Back to Podcast Digest
Mo Bitar··5m

AI is struggling

TL;DR

  • Fake citations are already showing up in high-stakes consulting work — Mo opens with two Deloitte examples: a $290,000 Australian welfare compliance report and a $1.6 million Canadian healthcare report that included nonexistent papers, fabricated quotes, and even a professor incorrectly listed as an author.

  • MIT’s large evaluation says AI is mostly 'minimally sufficient,' not excellent — across 11,000 real job tasks graded by humans, models produced work that met a bare minimum standard about 65% of the time, while 'superior' performance never rose above 50%.

  • AI performed worst where people most want to trust it — Mo says the study found weak results in legal work, IT, and complex analysis, while the strongest performance was on low-stakes admin tasks like construction paperwork and maintenance logs.

  • His core claim is blunt: today’s AI is still autocomplete, not understanding — he argues LLMs predict the next word from internet patterns rather than think, which makes the leap from current systems to AGI 'the distance between a parrot and a person.'

  • The real business sleight of hand is selling future AGI to excuse present flaws — Mo frames the pitch as: yes, current models hallucinate and earn a 'C-minus from MIT,' but just give companies more money, more time, and fewer hard questions.

  • Humans aren’t valuable because we’re perfect; we’re valuable because we can wrestle with being wrong — his closing point is that doubt, regret, and the struggle for truth are the mechanism of human judgment, which is why computers can speed up boring work but not replace people.

The Breakdown

The Deloitte Report That Fell Apart on Google

Mo starts with a government researcher in Canberra reading a 237-page welfare compliance report Deloitte was paid $290,000 to produce. One citation looks odd, then another, then another — and suddenly he realizes the sources don’t exist, including a quote wrongly attributed to a federal judge. Mo’s punchline is brutal: the government paid a quarter of a million dollars for something that was, "academically speaking, fanfiction."

Canada Repeats the Same Disaster at Bigger Scale

A few weeks later, he says, Deloitte does it again in Canada on a $1.6 million healthcare report. A Nova Scotia professor finds her own name listed as author on a paper she’s never seen, leaving her wondering if she forgot writing it or was "losing her mind." Deloitte’s defense — that they still stand behind the recommendations — becomes one of Mo’s best lines: "You can’t stand behind something that doesn’t have a floor."

MIT Gives AI a Real Job Review

From there he widens the lens: this isn’t just a Deloitte problem, because MIT tested major AI models on 11,000 tasks pulled from real jobs and had humans grade the output. The result, in his telling, was basically: "it’s fine, I guess." About 65% of the time the work was only "minimally sufficient," and once the standard moved up to genuinely strong work, the models never broke 50%.

Where AI Helps, and Where It Falls Apart

Mo highlights the split in performance: AI struggled most with skilled work like legal tasks, IT, and complex analysis, and did best on straightforward admin work like construction paperwork and maintenance logs. That supports his recurring thesis on the channel: AI won’t replace you, but it can absolutely help with the work you already hate doing. Useful, yes; trustworthy as a stand-in for expertise, not even close.
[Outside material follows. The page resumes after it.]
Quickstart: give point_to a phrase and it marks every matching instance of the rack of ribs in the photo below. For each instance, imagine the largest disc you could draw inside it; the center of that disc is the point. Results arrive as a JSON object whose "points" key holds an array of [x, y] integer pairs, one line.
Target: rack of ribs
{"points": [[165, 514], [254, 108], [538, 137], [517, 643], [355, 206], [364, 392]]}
'It’s Basically Autocomplete'

Then comes the central argument: the part nobody wants to say out loud is that current AI is still just autocomplete. He acknowledges that calling it that is unfashionable, but insists that underneath the hype it’s still next-word prediction based on patterns scraped from the internet, not thinking or understanding. The mismatch, for him, is between what the system actually does and what the market wants people to believe it’s about to become.

The AGI Pitch as Misdirection

Mo frames AGI talk as a giant fundraising maneuver: companies admit today’s models hallucinate, commit "academic fraud," and effectively got a C-minus from MIT, but promise a human-equivalent system is coming soon — just not on any timeline you can pin down. His metaphor is the video’s anchor: we are treating a parrot like it’s one update away from becoming a person. A parrot can say "I love you" at the perfect moment, he says, but it still doesn’t understand love.

Why Humans Still Matter

He closes by drawing the line between human error and machine error. Humans are biased, emotional, and manipulable too, but we can realize we were wrong, feel doubt, and revise our beliefs — and that struggle is exactly what matters. So his final claim is simple: LLMs are tools that speed humans up on boring tasks, not replacements for judgment, responsibility, or expertise.